Ayam, seperti kebanyakan makhluk hidup, membutuhkan sinar matahari untuk kesehatan dan kelangsungan hidupnya. Sinar matahari menyediakan vitamin dan mineral penting, seperti Vitamin D, yang penting untuk pertumbuhan dan kesejahteraan mereka. Ayam yang terkena sinar matahari terbukti memiliki tulang yang lebih kuat dan produksi telur yang lebih baik.
Namun ayam tidak selalu bisa mendapatkan sinar matahari, apalagi jika dipelihara di dalam ruangan. Di sinilah peran sinar UV. Sinar UV memberikan manfaat yang sama seperti sinar matahari dan dapat digunakan sebagai pengganti bila sinar matahari alami tidak tersedia.
Penelitian telah menunjukkan bahwa ayam membutuhkan paparan sinar UV dalam jumlah tertentu untuk berkembang. Faktanya, kurangnya paparan sinar UV dapat menyebabkan kondisi yang disebut “telur bercangkang lunak”. Hal ini terjadi karena tubuh ayam tidak mampu memetabolisme kalsium dengan baik, yang penting untuk pembentukan cangkang telur.

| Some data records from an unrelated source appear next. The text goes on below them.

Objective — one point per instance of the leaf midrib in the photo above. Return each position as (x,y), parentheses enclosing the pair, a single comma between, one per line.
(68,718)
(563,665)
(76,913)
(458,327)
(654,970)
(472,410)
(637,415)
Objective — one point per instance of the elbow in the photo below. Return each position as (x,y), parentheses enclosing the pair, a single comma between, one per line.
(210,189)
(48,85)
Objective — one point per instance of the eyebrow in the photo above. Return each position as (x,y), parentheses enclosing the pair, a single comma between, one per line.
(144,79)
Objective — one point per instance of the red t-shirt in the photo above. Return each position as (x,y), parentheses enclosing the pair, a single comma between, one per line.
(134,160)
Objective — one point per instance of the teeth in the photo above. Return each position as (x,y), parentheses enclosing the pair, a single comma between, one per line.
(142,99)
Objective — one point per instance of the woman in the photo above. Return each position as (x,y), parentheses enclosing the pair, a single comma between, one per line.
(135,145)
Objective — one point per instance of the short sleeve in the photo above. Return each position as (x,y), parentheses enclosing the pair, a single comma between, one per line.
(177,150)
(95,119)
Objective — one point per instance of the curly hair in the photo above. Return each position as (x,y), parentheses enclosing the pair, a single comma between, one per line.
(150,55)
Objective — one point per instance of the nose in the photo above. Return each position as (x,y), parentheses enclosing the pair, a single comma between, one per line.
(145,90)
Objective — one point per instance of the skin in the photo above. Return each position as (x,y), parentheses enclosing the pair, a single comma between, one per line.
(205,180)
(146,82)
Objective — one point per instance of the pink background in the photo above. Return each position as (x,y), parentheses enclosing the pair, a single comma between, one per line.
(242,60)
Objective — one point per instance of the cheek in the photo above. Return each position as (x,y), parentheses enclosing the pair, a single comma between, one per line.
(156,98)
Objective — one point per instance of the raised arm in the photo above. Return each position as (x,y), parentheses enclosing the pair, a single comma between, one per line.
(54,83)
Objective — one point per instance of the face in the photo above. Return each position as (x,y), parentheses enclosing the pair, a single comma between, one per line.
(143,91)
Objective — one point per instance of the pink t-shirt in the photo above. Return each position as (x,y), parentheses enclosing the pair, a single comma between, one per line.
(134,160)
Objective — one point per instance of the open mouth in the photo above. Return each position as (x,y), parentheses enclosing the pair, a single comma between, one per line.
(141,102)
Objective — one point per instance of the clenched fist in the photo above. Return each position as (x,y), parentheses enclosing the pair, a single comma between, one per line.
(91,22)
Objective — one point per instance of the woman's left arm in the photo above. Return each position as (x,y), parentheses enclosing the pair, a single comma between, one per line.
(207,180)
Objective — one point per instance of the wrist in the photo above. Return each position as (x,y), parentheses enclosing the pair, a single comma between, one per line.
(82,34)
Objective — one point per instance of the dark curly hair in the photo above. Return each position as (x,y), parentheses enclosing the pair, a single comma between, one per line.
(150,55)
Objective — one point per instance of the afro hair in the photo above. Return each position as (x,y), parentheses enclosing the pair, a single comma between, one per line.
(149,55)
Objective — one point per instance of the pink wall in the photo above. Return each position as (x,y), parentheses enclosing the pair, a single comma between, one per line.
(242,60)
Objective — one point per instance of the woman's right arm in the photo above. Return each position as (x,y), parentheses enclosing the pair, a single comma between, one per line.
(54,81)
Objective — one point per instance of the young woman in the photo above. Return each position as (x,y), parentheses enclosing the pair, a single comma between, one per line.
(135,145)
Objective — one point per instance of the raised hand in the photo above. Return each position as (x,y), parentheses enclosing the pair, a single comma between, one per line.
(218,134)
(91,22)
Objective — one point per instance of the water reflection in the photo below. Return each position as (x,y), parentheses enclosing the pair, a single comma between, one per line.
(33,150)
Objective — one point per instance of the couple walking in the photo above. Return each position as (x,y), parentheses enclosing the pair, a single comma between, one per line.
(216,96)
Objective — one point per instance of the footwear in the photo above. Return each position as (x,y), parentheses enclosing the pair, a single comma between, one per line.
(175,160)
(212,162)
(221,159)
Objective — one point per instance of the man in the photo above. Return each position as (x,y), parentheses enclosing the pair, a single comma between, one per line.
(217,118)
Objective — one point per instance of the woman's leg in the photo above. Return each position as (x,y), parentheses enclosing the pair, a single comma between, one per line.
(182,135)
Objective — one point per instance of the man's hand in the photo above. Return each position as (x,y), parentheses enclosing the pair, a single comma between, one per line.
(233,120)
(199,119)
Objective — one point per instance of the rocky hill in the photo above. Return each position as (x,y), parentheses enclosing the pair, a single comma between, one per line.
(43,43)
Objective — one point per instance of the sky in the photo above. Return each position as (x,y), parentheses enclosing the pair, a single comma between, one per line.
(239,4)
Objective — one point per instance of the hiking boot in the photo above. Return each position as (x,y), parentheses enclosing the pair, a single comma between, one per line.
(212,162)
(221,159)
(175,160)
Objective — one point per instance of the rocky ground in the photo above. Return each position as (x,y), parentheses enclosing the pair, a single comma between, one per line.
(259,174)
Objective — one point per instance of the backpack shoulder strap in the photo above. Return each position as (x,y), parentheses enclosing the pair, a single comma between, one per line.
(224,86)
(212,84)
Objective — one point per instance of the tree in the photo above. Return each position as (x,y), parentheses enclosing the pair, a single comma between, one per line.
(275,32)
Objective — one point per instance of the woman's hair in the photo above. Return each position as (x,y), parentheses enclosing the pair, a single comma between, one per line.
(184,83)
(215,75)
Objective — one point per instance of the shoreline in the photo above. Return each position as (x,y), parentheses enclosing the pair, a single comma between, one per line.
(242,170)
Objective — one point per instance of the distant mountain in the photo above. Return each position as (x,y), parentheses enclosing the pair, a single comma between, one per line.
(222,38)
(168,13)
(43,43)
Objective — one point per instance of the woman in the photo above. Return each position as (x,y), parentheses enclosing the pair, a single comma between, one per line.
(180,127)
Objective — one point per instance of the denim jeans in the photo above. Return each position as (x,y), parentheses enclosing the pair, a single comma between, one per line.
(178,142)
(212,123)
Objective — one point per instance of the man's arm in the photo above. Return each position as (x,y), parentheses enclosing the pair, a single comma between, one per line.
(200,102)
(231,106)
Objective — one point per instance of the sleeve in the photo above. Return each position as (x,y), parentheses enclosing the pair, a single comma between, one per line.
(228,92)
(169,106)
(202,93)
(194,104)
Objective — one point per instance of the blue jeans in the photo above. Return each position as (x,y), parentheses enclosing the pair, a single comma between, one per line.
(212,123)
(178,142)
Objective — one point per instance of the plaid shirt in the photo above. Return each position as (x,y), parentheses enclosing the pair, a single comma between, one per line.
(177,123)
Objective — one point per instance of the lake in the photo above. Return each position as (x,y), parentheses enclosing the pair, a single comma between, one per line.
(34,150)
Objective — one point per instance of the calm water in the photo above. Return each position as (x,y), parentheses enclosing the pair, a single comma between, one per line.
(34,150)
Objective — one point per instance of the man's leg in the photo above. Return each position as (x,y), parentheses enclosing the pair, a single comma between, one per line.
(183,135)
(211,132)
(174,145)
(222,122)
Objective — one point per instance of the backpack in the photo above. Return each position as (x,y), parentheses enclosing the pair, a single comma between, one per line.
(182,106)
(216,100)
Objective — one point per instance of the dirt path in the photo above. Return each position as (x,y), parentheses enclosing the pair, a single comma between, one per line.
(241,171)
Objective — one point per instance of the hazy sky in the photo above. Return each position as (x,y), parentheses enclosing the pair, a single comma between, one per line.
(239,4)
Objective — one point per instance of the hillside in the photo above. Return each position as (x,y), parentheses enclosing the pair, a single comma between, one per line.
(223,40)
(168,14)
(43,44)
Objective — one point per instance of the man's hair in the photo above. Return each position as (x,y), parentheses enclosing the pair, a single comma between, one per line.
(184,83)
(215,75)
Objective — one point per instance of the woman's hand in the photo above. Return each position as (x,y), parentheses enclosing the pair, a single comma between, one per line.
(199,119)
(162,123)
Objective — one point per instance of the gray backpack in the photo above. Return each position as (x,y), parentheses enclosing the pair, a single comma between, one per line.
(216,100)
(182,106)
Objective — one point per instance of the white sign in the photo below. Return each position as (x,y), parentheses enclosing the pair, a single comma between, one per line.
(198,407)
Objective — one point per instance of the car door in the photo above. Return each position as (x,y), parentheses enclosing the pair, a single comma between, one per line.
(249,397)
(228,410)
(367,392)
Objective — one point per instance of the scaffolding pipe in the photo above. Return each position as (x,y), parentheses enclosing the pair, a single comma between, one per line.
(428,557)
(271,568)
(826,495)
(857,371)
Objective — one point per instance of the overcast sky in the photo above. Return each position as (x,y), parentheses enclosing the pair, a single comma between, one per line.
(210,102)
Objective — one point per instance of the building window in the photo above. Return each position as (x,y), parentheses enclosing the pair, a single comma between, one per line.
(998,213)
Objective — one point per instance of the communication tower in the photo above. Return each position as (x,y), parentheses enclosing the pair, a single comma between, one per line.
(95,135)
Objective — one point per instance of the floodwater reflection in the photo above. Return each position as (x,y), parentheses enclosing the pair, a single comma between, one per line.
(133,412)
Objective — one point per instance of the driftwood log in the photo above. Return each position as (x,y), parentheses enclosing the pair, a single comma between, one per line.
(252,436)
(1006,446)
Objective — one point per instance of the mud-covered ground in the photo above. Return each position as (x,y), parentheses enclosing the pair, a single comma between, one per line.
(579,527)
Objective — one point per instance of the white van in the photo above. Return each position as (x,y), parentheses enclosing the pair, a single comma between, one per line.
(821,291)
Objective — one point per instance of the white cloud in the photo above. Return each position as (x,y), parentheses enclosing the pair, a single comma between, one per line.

Akibatnya kulit telur menjadi lebih tipis dan lemah, sehingga dapat menyebabkan pecahnya telur atau masalah kesehatan lainnya.
Jadi, berapa banyak sinar UV yang dibutuhkan ayam? Jawabannya tergantung pada faktor-faktor seperti umur, ras, dan lingkungan tempat mereka dipelihara. Umumnya, paparan sinar UV beberapa jam setiap hari sudah cukup memberikan manfaat bagi ayam. Hal ini dapat dicapai melalui sinar matahari alami, atau dengan menggunakan bola lampu UV khusus.
Jika Anda mengkhawatirkan kesehatan atau produksi telur ayam Anda, penting untuk memberi mereka paparan cahaya alami atau sinar UV yang cukup. Baik Anda membiarkannya berkeliaran di luar ruangan atau memberi mereka sinar UV buatan di dalam ruangan, ayam Anda akan mendapat manfaat dari efek sinar matahari yang menyehatkan.